Sola volvió a clavar los ojos en El Enjuto, pero no era esperanza lo que había crecido en ellos, sino recelo.
—Un chico, de quince años. Ya estoy tras su pista —continuó.
—¿Un bastardo? –masculló ella. Sus ojos se habían tornado carmesíes después de tanto sollozo, desorbitados como si hubieran llorado todo lo que una madre pudiese llorar.
—No tiene menos sangre Ysha que aquel que llevaba lady Marye en su seno.
Calló. Haberle adelantado toda aquella información había sido un movimiento muy arriesgado. Le había hecho saber a lord Arnus, hijo de lady Agria, de la existencia del muchacho solo para poder manipularlos en el futuro, pero todavía no sabía cómo iba a reaccionar Sola. Y sir Namir también lo había escuchado.
Se maldijo a sí mismo por no haberse tragado sus palabras.

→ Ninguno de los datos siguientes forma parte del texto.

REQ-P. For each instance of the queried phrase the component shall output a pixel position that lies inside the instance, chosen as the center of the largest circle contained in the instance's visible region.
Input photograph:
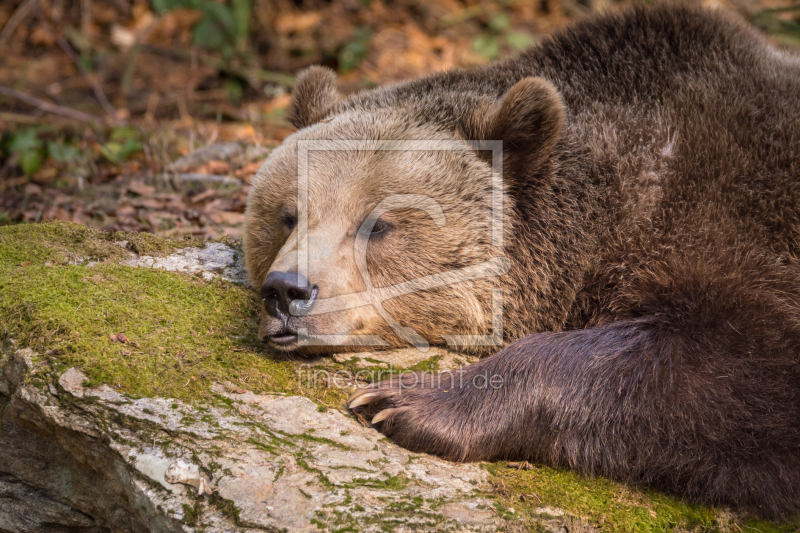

Pero ahora fue sir Namir el que lo miró, como juzgándolo.
—¿Desde cuándo lo sabes?
—Son simples habladurías, llegó a mí como un mero susurro hace muchos años. No le concedí mayor importancia hasta "la tragedia". Podría resolver el conflicto sucesorio y frustrar la mal callada ambición de los nobles que se os oponen. No es la primera vez que se sienta un bastardo en el trono.
"Un bastardo" reflexionó Sola. Un niño con la sangre de su hijo perdido en algún rincón del reino. Alguien a quien jamás reconocería como nieto, por supuesto, y cuya simple existencia ponía en entredicho la reputación de su familia.
Pero era todo lo que le quedaba de lo que una vez había tenido.
Tenía mucho que considerar antes de alentar al Enjuto a proseguir o no con su búsqueda, y estaba tan cansada ahora...
—Está bien —dijo al fin, con un hilo de voz —. Llevadme a mis aposentos. Hablaremos mañana.
El Enjuto asintió concienzudamente y la tomó por un brazo. Decidió ignorar la mirada desconfiada que le dedicó sir Namir.
Jamás lo sabrían, peroaquel chiquillo era mucho más que un simple bastardo.